V*Bench#

Overview#

V*Bench is a benchmark designed for evaluating visual search capabilities within multimodal reasoning systems. It focuses on actively locating and identifying specific visual information in high-resolution images, crucial for fine-grained visual understanding.

Task Description#

  • Task Type: Visual Search and Reasoning (Multiple-Choice)

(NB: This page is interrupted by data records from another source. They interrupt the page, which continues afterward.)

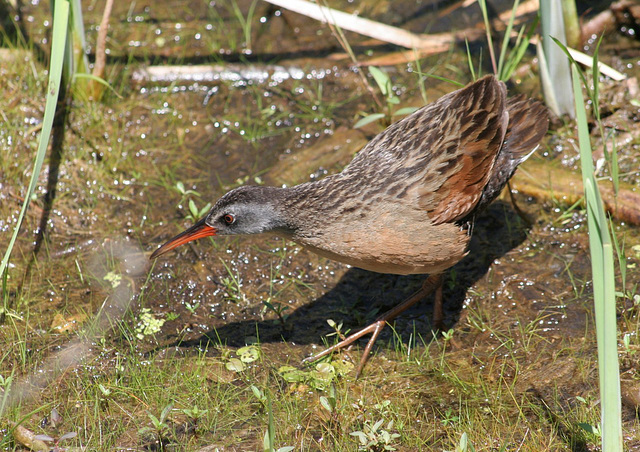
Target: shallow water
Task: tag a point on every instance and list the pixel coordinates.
(117, 201)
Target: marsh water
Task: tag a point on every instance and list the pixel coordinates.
(277, 106)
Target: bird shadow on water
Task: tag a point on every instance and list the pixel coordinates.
(361, 296)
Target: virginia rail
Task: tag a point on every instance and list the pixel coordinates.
(407, 201)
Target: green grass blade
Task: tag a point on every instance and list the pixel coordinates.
(602, 265)
(487, 27)
(470, 61)
(505, 40)
(60, 23)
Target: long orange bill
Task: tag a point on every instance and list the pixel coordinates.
(197, 231)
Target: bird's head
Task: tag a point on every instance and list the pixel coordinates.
(244, 210)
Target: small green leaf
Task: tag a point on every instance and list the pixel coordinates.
(248, 354)
(325, 404)
(235, 365)
(382, 79)
(368, 119)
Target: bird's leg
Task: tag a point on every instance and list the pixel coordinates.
(433, 282)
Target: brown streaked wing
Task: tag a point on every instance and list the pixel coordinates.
(440, 157)
(475, 123)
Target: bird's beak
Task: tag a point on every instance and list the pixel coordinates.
(197, 231)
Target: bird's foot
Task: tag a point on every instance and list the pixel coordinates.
(375, 328)
(433, 282)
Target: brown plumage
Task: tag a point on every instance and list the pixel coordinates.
(404, 204)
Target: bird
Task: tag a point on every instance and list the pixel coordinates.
(406, 203)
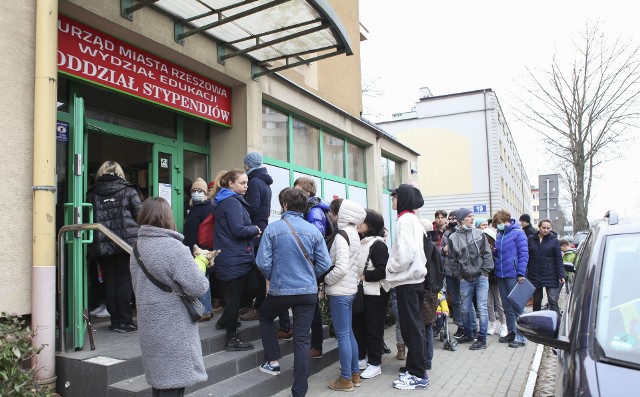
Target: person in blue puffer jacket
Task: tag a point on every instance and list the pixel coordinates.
(233, 234)
(511, 257)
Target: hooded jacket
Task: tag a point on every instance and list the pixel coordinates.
(372, 264)
(407, 262)
(259, 196)
(317, 214)
(469, 254)
(545, 268)
(233, 233)
(197, 213)
(512, 253)
(342, 280)
(115, 205)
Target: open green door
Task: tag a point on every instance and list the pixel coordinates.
(166, 180)
(74, 210)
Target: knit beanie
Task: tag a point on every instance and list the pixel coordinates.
(462, 213)
(478, 221)
(199, 184)
(253, 160)
(525, 218)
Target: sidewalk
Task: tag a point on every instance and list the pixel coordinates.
(497, 371)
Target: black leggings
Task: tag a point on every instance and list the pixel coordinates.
(234, 291)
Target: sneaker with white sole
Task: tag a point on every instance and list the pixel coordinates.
(410, 382)
(371, 372)
(103, 313)
(267, 368)
(503, 330)
(492, 328)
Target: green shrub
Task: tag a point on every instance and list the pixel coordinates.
(15, 352)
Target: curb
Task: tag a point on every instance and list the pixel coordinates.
(533, 373)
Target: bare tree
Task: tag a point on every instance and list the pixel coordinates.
(583, 109)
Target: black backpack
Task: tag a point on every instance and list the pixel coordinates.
(435, 269)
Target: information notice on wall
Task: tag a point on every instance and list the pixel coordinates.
(97, 57)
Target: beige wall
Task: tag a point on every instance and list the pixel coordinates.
(445, 156)
(337, 79)
(17, 46)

  • Input: High-resolution image + targeted visual query

  • Output: Answer letter (A/B/C/D)

  • Domains: Visual search, fine-grained recognition, visual grounding

Key Features#

  • Tests targeted visual query capabilities

  • Focuses on high-resolution image understanding

  • Requires finding and reasoning about specific visual elements

  • Questions guided by natural language instructions

  • Evaluates fine-grained visual understanding in complex scenes

Evaluation Notes#

  • Default evaluation uses the test split

  • Primary metric: Accuracy on multiple-choice questions

  • Uses Chain-of-Thought (CoT) prompting with “ANSWER: [LETTER]” format

  • Metadata includes category and question ID for analysis

Properties#

Property

Value

Benchmark Name

vstar_bench

Dataset ID

lmms-lab/vstar-bench

Paper

N/A

Tags

Grounding, MCQ, MultiModal

Metrics

acc

Default Shots

0-shot

Evaluation Split

test

Data Statistics#

Metric

Value

Total Samples

191

Prompt Length (Mean)

366.07 chars

Prompt Length (Min/Max)

332 / 402 chars

Image Statistics:

Metric

Value

Total Images

191

Images per Sample

min: 1, max: 1, mean: 1

Resolution Range

1690x1500 - 5759x1440

Formats

jpeg

Sample Example#

Subset: default

{
  "input": [
    {
      "id": "d0b9c304",
      "content": [
        {
          "text": "Answer the following multiple choice question. The last line of your response should be of the following format: 'ANSWER: [LETTER]' (without quotes) where [LETTER] is one of A, B, C, D. Think step by step before answering.\n\nWhat is the material of the glove?\n(A) rubber\n(B) cotton\n(C) kevlar\n(D) leather\nAnswer with the option's letter from the given choices directly."
        },
        {
          "image": "[BASE64_IMAGE: jpeg, ~1.2MB]"
        }
      ]
    }
  ],
  "choices": [
    "A",
    "B",
    "C",
    "D"
  ],
  "target": "A",
  "id": 0,
  "group_id": 0,
  "metadata": {
    "category": "direct_attributes",
    "question_id": "0"
  }
}

Prompt Template#

Prompt Template:

Answer the following multiple choice question. The last line of your response should be of the following format: 'ANSWER: [LETTER]' (without quotes) where [LETTER] is one of A, B, C, D. Think step by step before answering.

{question}

Usage#

Using CLI#

evalscope eval \
    --model YOUR_MODEL \
    --api-url OPENAI_API_COMPAT_URL \
    --api-key EMPTY_TOKEN \
    --datasets vstar_bench \
    --limit 10  # Remove this line for formal evaluation

Using Python#

from evalscope import run_task
from evalscope.config import TaskConfig

task_cfg = TaskConfig(
    model='YOUR_MODEL',
    api_url='OPENAI_API_COMPAT_URL',
    api_key='EMPTY_TOKEN',
    datasets=['vstar_bench'],
    limit=10,  # Remove this line for formal evaluation
)

run_task(task_cfg=task_cfg)